A few notes on version control
You will need to have some way of controlling the versions of the manual as things will change. The simplest way is to keep your document as an electronic version on some form of an intranet that way everyone always has the current version of the employee manual.
If you decide to keep it paper based in a folder, keep version control as a simple note in the header or footer and reissue the whole section rather than create a huge song and dance with sheets that say take this out and put this bit back. You want things to be easy not hard to do!

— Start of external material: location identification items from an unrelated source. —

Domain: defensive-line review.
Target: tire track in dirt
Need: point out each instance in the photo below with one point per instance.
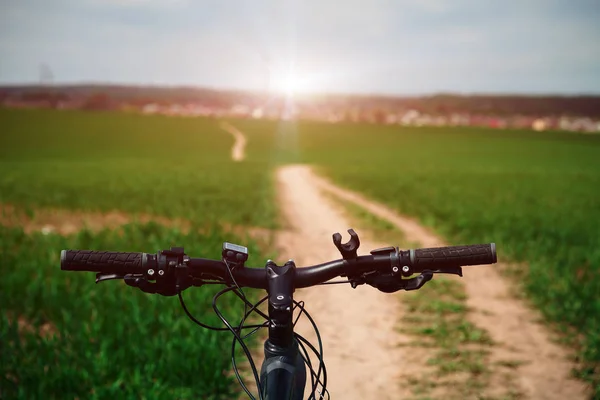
(363, 350)
(541, 368)
(238, 151)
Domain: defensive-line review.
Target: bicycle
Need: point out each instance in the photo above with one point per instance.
(283, 371)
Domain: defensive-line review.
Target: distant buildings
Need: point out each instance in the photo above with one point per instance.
(327, 109)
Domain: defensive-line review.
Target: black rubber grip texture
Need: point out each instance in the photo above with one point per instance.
(101, 261)
(451, 256)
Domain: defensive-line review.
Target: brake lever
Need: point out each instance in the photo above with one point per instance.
(448, 270)
(100, 277)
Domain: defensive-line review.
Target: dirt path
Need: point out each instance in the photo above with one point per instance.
(239, 146)
(361, 344)
(541, 367)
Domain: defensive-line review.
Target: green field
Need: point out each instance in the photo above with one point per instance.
(96, 161)
(61, 335)
(537, 195)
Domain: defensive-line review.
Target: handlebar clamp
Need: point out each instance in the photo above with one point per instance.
(348, 249)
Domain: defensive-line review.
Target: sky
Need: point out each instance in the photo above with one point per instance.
(396, 47)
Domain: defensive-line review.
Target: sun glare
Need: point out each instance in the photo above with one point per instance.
(288, 84)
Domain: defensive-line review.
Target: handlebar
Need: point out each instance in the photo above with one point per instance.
(393, 264)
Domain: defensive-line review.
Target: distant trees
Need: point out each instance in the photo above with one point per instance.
(97, 101)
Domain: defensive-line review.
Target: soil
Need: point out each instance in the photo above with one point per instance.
(238, 151)
(363, 351)
(523, 349)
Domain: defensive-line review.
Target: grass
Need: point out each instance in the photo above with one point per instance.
(65, 337)
(155, 165)
(534, 194)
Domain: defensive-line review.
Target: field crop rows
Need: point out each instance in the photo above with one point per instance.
(64, 337)
(535, 194)
(153, 165)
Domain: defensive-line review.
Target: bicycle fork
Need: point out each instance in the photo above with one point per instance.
(283, 373)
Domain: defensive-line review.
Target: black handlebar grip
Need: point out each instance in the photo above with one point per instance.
(453, 256)
(103, 261)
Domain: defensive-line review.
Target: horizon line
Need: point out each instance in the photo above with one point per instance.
(4, 85)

You do need to keep one central file of every document and every change and the dates of these changes. I have seen too many cases before the courts where a policy was changed but because the company couldn’t produce evidence of the date of the change they lost the case.
A word of warning
Having documented employee policies and procedures is only part of the story. If you have documented procedures, but don’t follow them or take action that is inconsistent with your policies, then you may end up on the wrong side of a case before the Fair Work Commission.
Employee Policies need to be put into action by both sides, and not just remain words on a page.